Second, a biologist might try to analyze the genetic composition or gene expression pattern of marine bacteria to determine what enzymes the bacteria are using, or have the capacity to use.  An abundance of transporters specific to a certain compound, or class of compounds, for example, suggests that this compound is, for that bacteria, an important substrate.  Unfortunately determining which enzymes are specific to what compounds is almost as difficult as the bulk analysis of carbon compounds in seawater.  Most of what we know about microbial enzyme specificity comes from studies using E. coli, which may or may not have much to do with what bacteria are doing in the marine environment.  To be absolutely certain about the role of any enzyme it is necessary to perform costly and tedious experiments with a laboratory isolate, a requirement that eliminates the vast, unculturable majority of marine bacteria from any potential analysis.

Durham et al. waded into this particular quagmire with both approaches.  Working with a model system composed of one diatom, Thalassiosira pseudonana, and one bacterium, Roseobacter pomeroyi, they compared the gene expression profiles of bacteria grown in the presence of the diatom with profiles from pure cultures.  Surprisingly, genes strongly upregulated in the presence of the diatom included transporters for the reduced organo-sulfur compound C3-sulfonate 2,3-dihyhdroxypropane-1-sulfonate (DHPS), and genes coding for hydrogenase enzymes involved in DHPS catabolism, including the gene hpsN.  Taking this hint the researchers were able to grow R. pomeroyi on DHPS as the sole carbon source, observing gene expression profile similar to when R. pomeroyi was grown in the presence of the diatom.  Because DHPS was not a component of the media used in the initial experiment it must have been produced by the diatom, and clearly it is an acceptable growth substrate for R. pomeroyi.  But how important is it in the natural environment?
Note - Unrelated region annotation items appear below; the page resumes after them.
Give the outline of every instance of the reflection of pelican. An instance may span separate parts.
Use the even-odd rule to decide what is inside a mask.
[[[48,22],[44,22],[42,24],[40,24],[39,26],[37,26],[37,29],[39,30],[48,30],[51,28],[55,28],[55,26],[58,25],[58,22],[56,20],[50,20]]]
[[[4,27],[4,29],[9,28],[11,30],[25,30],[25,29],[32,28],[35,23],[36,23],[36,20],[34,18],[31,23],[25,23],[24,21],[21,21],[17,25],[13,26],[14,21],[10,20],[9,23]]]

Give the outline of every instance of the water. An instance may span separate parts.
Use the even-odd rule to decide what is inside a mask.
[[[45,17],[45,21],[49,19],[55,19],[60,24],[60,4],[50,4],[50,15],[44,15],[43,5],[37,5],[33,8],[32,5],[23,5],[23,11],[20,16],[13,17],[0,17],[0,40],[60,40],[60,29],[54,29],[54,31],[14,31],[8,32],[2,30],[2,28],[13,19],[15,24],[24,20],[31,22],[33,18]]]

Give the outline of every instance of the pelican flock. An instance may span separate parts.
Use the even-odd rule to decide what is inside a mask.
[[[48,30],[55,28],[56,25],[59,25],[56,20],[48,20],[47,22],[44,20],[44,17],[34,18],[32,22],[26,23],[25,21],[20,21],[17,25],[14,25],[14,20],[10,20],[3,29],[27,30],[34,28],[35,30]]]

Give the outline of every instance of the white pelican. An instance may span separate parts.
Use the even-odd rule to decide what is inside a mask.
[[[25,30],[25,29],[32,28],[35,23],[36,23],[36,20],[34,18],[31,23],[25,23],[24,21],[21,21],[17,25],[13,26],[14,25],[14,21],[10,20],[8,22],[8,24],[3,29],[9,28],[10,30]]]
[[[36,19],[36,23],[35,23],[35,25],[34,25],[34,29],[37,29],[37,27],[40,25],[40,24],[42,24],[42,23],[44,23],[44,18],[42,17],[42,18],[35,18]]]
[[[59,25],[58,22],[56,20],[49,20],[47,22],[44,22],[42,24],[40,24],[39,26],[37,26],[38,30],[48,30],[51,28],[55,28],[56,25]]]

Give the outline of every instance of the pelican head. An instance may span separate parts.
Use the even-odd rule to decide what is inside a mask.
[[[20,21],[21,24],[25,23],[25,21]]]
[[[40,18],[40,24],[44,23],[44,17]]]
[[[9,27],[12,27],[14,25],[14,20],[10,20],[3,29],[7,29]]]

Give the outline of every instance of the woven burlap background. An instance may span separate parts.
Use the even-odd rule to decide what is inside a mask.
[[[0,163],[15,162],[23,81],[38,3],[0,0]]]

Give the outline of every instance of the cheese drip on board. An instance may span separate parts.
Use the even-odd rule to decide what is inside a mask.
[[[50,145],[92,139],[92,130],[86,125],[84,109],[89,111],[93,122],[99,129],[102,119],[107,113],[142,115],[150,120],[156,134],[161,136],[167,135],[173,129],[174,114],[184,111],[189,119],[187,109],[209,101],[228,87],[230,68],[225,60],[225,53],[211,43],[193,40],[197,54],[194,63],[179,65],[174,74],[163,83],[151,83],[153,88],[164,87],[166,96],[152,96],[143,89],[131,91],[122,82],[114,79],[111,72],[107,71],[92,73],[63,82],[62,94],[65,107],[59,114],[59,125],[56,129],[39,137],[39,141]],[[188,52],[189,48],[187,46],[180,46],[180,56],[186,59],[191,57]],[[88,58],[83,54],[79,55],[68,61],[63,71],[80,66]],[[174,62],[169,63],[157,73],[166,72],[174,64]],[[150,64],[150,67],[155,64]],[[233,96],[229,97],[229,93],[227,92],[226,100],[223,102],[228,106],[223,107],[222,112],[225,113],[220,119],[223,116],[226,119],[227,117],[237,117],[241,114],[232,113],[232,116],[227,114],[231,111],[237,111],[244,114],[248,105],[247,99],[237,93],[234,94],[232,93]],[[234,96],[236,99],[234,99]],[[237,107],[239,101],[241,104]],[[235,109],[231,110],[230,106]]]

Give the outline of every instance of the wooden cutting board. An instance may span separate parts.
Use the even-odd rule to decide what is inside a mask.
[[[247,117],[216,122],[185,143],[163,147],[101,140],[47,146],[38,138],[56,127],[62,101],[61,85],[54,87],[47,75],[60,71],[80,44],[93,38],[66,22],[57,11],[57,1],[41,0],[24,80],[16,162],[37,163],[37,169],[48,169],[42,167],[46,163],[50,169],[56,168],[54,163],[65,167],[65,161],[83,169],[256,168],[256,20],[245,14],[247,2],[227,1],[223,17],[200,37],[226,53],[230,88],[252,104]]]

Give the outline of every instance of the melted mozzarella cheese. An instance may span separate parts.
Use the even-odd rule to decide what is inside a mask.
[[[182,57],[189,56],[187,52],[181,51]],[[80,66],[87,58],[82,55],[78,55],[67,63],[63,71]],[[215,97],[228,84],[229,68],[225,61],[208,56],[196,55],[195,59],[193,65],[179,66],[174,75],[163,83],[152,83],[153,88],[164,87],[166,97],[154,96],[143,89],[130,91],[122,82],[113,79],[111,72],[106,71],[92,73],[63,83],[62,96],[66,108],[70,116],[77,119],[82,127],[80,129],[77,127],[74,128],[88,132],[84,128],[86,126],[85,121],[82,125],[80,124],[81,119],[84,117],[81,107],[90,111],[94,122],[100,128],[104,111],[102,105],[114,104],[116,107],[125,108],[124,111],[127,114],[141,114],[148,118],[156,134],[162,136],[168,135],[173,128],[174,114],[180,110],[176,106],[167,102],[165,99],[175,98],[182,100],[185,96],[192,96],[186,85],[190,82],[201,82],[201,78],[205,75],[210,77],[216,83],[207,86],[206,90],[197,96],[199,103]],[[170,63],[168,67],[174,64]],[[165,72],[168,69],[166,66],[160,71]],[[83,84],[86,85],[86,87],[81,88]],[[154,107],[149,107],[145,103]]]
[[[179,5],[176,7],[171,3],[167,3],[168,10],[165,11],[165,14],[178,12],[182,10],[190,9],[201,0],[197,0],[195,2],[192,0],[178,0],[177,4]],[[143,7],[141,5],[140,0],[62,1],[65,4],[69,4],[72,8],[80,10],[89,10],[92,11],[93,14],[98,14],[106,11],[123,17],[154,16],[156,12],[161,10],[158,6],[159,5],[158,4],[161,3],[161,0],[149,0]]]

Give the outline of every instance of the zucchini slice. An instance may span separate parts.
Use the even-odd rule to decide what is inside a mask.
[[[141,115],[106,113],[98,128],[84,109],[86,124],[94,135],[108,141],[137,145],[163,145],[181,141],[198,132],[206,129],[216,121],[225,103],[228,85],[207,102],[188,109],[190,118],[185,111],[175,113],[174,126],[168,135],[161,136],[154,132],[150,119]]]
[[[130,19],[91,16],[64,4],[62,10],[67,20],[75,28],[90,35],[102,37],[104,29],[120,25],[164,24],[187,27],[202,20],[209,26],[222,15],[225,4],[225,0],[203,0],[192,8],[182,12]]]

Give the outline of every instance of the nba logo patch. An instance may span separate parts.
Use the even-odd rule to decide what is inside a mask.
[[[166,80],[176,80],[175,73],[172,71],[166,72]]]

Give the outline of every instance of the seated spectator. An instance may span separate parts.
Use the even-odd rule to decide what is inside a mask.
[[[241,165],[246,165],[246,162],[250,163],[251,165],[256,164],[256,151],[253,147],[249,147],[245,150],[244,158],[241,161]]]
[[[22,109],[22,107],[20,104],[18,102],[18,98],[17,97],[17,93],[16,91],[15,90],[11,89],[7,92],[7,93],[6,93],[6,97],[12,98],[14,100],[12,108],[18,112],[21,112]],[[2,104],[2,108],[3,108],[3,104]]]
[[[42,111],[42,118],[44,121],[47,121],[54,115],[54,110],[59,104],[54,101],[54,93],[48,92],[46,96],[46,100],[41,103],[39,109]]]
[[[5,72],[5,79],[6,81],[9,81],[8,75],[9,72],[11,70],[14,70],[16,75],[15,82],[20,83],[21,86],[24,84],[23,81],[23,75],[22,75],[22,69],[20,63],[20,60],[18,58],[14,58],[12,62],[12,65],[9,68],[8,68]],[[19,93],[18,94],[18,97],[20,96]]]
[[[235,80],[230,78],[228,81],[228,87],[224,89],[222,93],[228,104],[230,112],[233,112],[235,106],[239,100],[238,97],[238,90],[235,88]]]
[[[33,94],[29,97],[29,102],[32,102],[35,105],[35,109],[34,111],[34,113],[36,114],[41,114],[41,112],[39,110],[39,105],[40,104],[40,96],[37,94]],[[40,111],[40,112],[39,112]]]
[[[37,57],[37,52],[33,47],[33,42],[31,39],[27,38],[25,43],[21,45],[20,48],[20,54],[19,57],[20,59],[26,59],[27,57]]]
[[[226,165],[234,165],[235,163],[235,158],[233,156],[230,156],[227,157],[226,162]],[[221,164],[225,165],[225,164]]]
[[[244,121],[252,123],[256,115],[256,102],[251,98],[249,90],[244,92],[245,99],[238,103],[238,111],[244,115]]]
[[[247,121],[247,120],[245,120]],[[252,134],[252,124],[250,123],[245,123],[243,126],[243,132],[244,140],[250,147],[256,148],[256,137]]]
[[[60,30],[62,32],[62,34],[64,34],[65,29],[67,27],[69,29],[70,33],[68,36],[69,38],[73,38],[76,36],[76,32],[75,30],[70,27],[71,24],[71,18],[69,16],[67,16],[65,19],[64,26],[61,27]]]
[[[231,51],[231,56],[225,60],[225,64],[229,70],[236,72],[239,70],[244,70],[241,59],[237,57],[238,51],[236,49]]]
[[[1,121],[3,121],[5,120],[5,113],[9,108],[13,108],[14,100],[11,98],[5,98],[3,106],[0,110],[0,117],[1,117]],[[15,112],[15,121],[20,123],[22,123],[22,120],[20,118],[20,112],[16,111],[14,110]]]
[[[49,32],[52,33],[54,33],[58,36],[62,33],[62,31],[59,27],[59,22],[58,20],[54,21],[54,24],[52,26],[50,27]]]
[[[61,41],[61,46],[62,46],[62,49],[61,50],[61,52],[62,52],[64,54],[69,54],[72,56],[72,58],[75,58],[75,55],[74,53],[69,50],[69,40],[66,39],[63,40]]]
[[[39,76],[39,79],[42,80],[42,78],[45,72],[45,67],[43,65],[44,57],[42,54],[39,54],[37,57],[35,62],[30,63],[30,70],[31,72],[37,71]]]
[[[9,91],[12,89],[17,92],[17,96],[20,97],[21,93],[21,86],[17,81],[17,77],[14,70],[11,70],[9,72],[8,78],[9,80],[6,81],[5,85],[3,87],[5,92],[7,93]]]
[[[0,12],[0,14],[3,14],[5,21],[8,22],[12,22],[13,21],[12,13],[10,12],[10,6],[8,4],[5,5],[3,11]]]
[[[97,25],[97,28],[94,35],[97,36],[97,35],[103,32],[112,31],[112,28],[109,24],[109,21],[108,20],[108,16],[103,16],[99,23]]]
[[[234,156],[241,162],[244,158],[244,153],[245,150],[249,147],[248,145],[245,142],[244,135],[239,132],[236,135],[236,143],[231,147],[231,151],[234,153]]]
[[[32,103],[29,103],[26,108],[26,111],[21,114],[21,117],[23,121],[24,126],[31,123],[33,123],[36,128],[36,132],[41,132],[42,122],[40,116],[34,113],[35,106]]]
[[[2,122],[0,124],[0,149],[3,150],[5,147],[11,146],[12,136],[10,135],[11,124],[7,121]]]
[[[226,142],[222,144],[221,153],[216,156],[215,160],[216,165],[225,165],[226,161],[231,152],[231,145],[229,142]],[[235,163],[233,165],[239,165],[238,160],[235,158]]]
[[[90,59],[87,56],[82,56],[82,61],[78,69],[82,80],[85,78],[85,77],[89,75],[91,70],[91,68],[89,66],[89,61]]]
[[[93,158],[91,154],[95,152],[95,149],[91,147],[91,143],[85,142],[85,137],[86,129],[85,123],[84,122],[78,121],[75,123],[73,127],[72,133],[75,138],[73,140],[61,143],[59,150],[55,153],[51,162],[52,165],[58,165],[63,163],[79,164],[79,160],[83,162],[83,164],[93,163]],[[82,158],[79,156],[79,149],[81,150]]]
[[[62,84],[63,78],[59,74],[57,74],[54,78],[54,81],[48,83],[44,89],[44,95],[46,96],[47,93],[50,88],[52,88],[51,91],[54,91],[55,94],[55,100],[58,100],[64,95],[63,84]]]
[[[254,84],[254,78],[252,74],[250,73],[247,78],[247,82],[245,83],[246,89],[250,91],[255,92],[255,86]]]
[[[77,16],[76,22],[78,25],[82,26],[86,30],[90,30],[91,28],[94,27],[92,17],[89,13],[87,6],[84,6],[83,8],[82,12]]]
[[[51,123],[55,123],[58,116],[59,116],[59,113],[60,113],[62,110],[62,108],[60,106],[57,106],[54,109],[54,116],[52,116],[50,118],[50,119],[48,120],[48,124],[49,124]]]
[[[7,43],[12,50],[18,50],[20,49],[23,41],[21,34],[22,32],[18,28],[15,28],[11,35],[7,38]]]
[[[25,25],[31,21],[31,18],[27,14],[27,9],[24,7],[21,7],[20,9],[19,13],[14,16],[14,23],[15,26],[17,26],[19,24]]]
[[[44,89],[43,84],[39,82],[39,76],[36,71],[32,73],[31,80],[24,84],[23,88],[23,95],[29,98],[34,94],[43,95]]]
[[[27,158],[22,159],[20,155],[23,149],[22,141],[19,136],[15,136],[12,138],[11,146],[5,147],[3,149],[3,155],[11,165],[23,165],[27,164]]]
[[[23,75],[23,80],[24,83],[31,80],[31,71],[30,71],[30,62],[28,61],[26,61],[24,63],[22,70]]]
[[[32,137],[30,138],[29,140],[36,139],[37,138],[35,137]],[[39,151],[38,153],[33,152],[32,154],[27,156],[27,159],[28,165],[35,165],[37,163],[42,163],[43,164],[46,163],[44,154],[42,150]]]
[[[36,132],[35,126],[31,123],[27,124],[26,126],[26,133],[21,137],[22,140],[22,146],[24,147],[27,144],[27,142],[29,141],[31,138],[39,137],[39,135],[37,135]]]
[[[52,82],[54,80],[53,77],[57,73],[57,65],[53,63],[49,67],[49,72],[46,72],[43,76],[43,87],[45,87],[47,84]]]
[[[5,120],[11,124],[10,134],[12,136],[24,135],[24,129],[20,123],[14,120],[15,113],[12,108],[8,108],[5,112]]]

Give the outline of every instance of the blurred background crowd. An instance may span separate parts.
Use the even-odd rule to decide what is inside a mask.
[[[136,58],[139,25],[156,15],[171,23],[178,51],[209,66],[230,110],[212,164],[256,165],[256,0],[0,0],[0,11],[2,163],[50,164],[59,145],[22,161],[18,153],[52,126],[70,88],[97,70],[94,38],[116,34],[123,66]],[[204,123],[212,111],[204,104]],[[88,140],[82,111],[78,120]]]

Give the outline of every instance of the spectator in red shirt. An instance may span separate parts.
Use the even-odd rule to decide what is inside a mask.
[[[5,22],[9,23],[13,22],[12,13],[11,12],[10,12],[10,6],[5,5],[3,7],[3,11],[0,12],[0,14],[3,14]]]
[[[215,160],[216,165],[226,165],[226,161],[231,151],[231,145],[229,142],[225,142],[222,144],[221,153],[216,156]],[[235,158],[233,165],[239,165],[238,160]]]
With a target compound and a target gene in hand, Durham et al. were able to quantify DHPS in seawater during a cruise in the North Pacific, while simultaneously collecting metatranscriptomes and metagenomes.  They observed an abundance of hpsN transcripts coincident with diatom cell counts and high DHPS concentrations.  At coastal stations the concentration of DHPS actually exceeded that of DMSP.  This is a great paper, but is just a first look at a story that is sure to have geographic and taxonomic complexity.  I’m sure we’ll be hearing a lot more about DHPS (and other, yet to be revealed components of the DOC pool) in the coming years.